If you plan on having a baby, it is important to discuss rheumatoid arthritis and pregnancy with your doctor first. He or she may need to adjust your medication, especially if you are taking either methotrexate and leflunomide, anti-rheumatoid drugs that work against the progression of the disease. Both drugs can lead to birth defects if taken while a couple is trying to conceive. Birth defects can occur if either parent takes the medication during conception. Depending on the type of medication you are on, you may need to plan years in advance of becoming pregnant, as it takes a while for the medications to fully leave your body. For instance, leflunomide can cause birth defects up to two years after you stop taking it.
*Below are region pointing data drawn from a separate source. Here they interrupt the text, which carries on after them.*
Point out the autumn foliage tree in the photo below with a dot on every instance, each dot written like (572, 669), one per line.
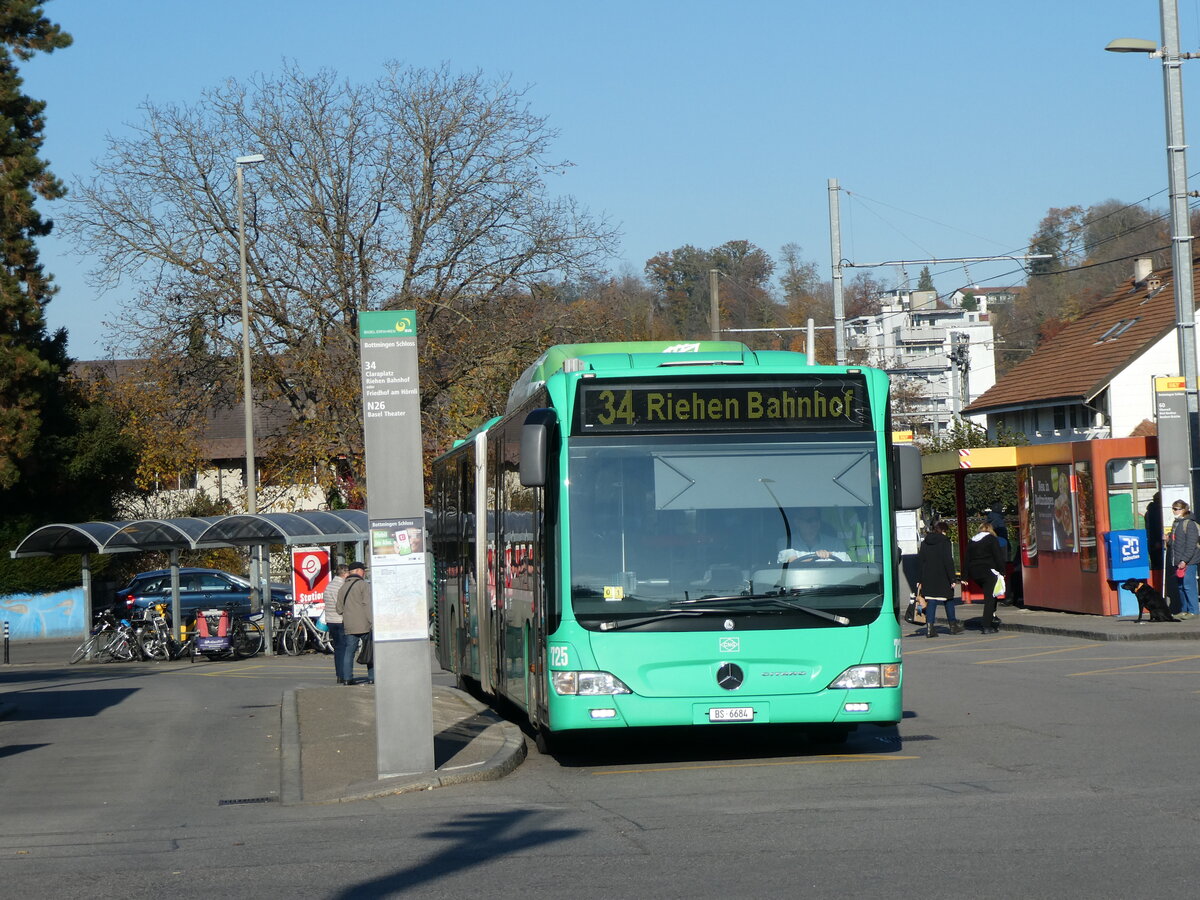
(421, 190)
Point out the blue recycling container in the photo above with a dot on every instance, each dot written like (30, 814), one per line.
(1127, 558)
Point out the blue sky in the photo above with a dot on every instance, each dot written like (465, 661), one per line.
(953, 127)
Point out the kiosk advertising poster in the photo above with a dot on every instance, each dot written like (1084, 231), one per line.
(1085, 495)
(1026, 517)
(310, 577)
(1054, 508)
(395, 475)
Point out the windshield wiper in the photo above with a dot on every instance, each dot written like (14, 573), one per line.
(773, 598)
(617, 624)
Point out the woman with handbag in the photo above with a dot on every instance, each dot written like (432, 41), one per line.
(985, 562)
(354, 606)
(935, 561)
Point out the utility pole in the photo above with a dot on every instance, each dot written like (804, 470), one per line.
(839, 298)
(714, 304)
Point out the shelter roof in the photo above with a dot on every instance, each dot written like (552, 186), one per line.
(288, 528)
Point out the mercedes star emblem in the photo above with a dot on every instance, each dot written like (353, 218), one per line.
(730, 676)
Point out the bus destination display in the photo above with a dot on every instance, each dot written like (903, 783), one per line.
(809, 405)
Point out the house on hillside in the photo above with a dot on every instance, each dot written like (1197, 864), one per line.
(1095, 378)
(940, 357)
(985, 299)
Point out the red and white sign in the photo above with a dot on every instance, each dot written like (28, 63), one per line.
(310, 575)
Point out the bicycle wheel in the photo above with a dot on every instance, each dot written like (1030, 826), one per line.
(295, 637)
(83, 649)
(154, 646)
(247, 640)
(121, 648)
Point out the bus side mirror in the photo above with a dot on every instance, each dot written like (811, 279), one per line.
(535, 436)
(906, 467)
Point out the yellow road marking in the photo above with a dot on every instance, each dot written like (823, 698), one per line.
(1031, 655)
(819, 760)
(1140, 665)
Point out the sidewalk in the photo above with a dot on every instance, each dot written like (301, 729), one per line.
(1072, 624)
(328, 738)
(329, 745)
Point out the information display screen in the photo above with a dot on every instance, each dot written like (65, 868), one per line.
(807, 403)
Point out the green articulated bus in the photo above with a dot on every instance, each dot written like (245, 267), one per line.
(677, 534)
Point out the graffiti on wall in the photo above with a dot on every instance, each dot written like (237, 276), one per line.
(39, 616)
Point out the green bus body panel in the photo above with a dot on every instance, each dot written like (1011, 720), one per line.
(673, 677)
(673, 673)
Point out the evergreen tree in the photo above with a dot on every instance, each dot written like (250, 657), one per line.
(61, 454)
(29, 359)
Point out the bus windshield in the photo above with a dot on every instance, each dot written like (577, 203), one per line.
(684, 532)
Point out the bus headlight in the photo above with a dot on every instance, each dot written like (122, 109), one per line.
(587, 684)
(880, 676)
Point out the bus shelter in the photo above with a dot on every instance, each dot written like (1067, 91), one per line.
(1068, 497)
(257, 532)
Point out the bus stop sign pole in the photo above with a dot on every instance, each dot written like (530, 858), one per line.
(391, 423)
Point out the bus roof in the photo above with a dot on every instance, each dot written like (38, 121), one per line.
(555, 358)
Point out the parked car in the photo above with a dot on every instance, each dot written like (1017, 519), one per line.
(198, 589)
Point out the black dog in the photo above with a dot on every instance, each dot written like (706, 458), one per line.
(1149, 600)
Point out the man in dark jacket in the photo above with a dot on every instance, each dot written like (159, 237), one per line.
(354, 607)
(984, 565)
(935, 562)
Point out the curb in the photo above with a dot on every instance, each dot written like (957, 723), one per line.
(1133, 635)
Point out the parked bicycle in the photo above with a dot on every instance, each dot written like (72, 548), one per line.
(223, 633)
(103, 630)
(153, 630)
(111, 639)
(301, 634)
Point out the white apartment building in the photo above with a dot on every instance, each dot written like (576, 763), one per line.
(940, 358)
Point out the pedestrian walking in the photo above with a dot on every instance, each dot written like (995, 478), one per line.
(985, 563)
(935, 562)
(334, 621)
(354, 607)
(1185, 555)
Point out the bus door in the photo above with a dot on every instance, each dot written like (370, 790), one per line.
(480, 593)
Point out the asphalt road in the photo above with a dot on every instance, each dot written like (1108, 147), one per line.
(1026, 766)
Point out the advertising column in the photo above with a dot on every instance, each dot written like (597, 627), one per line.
(391, 423)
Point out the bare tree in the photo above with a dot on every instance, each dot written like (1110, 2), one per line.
(423, 190)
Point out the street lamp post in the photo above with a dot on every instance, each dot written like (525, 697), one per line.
(247, 396)
(1181, 228)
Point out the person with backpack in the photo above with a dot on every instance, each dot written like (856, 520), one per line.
(1185, 555)
(935, 562)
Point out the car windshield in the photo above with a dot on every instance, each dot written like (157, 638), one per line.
(765, 531)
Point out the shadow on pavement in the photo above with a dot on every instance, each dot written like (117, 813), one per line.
(475, 839)
(65, 703)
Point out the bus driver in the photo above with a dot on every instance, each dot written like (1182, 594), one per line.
(813, 540)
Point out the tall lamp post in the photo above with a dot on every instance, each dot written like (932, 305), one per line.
(1181, 228)
(247, 401)
(246, 397)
It is important to know what treatments are safe for rheumatoid arthritis and pregnancy. You may do well taking certain corticosteroids while pregnant or a different type of anti-rheumatoid drug, such as sulfasalazine. Another way to reduce risk to the fetus is to stop taking medication entirely while trying to become pregnant and during the course of your pregnancy. Many women with rheumatoid arthritis experience fewer or no symptoms during pregnancy. Unfortunately for some women, their condition may become worse if they go off medication while pregnant.
While most women are able to bear a child without complications, rheumatoid arthritis and pregnancy do present certain risks to the fetus. Babies born to women with rheumatoid arthritis are more likely to have a low birth weight. Rheumatoid arthritis may increase a woman's chance of delivering too soon or make her more likely to need a cesarean section during delivery.
About 3 percent of women with rheumatoid arthritis may develop preeclampisa during pregnancy, compared to 1 percent of all women without rheumatoid arthritis. Symptoms of preeclampsia include high blood pressure and protein in urine. It typically occurs after the 20th week of pregnancy and can be very dangerous to the mother and baby, especially if it occurs early on. Complications from preeclampsia can include seizures in the mother, lack of oxygen and blood flow to the fetus, and placental abruption, when the placenta detaches from the uterine wall.